Vemos que, apesar de quente ser um AG positivo, ele não pode nomear a escala. Kennedy mostra, com razão, que esse adjetivo pode ser usado nos contextos contrastivos, como em “Hoje está mais quente1 do que ontem”, o que é, aliás, o
comportamento esperado das classes de nível 1. Mas, seguindo a proposta apresentada aqui, a fim de nomear a escala, uma classe de nível 2 teria de ser usada:
43. A temperatura2 de hoje é de dez graus.
4. Para concluir
A proposta de divisão dos AGs em positivos ou negativos vem sendo largamente utilizada em estudos recentes. Apesar de produtiva, ela enfrenta alguns problemas, que foram discutidos aqui. Este texto procurou apresentar uma outra via de formalização dos AGs que guardasse os benefícios da proposta tradicional e contornasse seus problemas. A descrição baseada na teoria dos tipos de Russell parece, num primeiro momento, dar
conta dos dados apresentados pelos autores aqui citados.

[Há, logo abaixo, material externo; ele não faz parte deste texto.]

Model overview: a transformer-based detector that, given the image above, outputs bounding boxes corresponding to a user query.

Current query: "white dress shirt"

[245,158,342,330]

Será preciso, contudo, testá-la ainda sob outras condições.
5. Notas
1 Com exceção das passagens associadas ao português, o que se segue até o item
III desta seção é baseado em Kennedy s/d. Os exemplos são do autor. As sentenças que foram mantidas em inglês visam preservar certas especificidades associadas a essa língua, que são discutidas ao longo do texto.
2 O exemplo é do dicionário Houaiss, que afirma, inclusive, ser corrente um tal
uso desse substantivo no século XIII. Note-se que essas mesmas formas são usadas contemporaneamente em outras línguas próximas, como o francês (“Le bâtiment avait dix mètres d’hauteur” / “C’était un bâtiment haut de dix mètres”).

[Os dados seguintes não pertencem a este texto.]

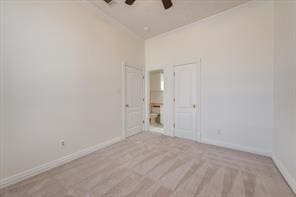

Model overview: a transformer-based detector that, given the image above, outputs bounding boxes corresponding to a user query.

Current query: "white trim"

[272,154,296,194]
[145,1,252,41]
[78,0,145,41]
[121,61,126,138]
[0,137,123,189]
[201,137,271,157]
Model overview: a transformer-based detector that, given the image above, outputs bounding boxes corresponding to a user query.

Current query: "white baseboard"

[272,155,296,194]
[201,138,271,157]
[0,137,124,189]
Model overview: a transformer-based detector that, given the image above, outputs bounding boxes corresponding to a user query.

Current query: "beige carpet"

[0,132,295,197]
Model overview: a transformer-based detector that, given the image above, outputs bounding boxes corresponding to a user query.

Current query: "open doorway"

[149,70,165,133]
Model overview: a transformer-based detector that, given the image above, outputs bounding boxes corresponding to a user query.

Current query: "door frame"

[173,59,202,142]
[145,66,167,134]
[121,61,146,139]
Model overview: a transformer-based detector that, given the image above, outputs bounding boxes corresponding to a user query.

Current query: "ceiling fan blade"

[104,0,112,3]
[162,0,173,10]
[125,0,136,5]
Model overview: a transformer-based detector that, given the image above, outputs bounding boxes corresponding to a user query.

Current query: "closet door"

[125,66,144,137]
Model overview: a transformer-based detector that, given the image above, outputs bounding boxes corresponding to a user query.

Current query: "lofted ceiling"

[90,0,248,39]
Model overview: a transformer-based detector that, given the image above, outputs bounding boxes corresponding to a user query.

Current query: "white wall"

[0,0,144,182]
[145,1,273,154]
[273,1,296,193]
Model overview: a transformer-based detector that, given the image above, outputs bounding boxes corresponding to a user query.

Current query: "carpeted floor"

[0,132,295,197]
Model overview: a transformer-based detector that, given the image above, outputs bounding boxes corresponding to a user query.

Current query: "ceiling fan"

[104,0,173,9]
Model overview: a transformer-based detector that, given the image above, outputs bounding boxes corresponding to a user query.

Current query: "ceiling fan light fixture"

[125,0,136,5]
[162,0,173,10]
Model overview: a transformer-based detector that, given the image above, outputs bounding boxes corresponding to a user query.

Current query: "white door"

[125,66,144,137]
[174,64,197,140]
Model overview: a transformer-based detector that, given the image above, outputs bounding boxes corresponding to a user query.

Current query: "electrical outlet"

[217,129,222,135]
[60,140,65,146]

3 “Factor phrases”, na denominação de Kennedy (s/d : 5).
4 Como ilustração das potencialidades descritivas de cada um desses tipos, com o
tipo 0 pode-se indicar um indivíduo específico – o gato Félix, por exemplo; com o tipo 1, indica-se a classe à qual Félix pertence (a classe dos gatos, digamos) e, com o tipo 2, uma classe que inclua a classe dos gatos, como a dos mamíferos. Naturalmente, outras classes, mais gerais que a dos mamíferos, poderiam ser convocadas: vertebrados, animais, seres vivos, etc., que seriam indicadas com tipos lógicos superiores (3, 4, 5...).
6. Referências bibliográficas
BIERWISCH, M. (1989) “The semantics of gradation” in: Bierwisch, M. & Lang, E. (eds.). Dimensional adjectives. Berlin: Springer-Verlag, 1989.
HOUAISS, A (dir.) (2001). Dicionário eletrônico da língua portuguesa. Editora Objetiva, 2001.
KENNEDY, C. (1999) “Polar opposition and the ontology of ‘degrees’”. Linguistics &
Philosophy Inédito, baixado do site do autor: http://www.ling.nwu.edu/~kennedy/prose.html. Último acesso em 30/04/2004.
KENNEDY, C. (s/d) The semantics of degree: Capturing gradability. Disponível em:
http://ocw.mit.edu/OcwWeb/Linguistics-and-Philosophy/24-979Topics-in-SemanticsFall2002/CourseHome/index.htm. Último acesso em 30/04/2004.
KLEIN, E. (1980). “A semantics for positive and comparative adjectives”. Linguistics
and Philosophy. Vol. 4, pp. 1–45.
LYONS, J. (1968) Introdução à lingüística teórica. São Paulo: Nacional / EDUSP, 1979.
RUSSELL, B. (1900-1902) The Principles of mathematics. 2nd edition. New York: W. W. Norton & Company, 1996.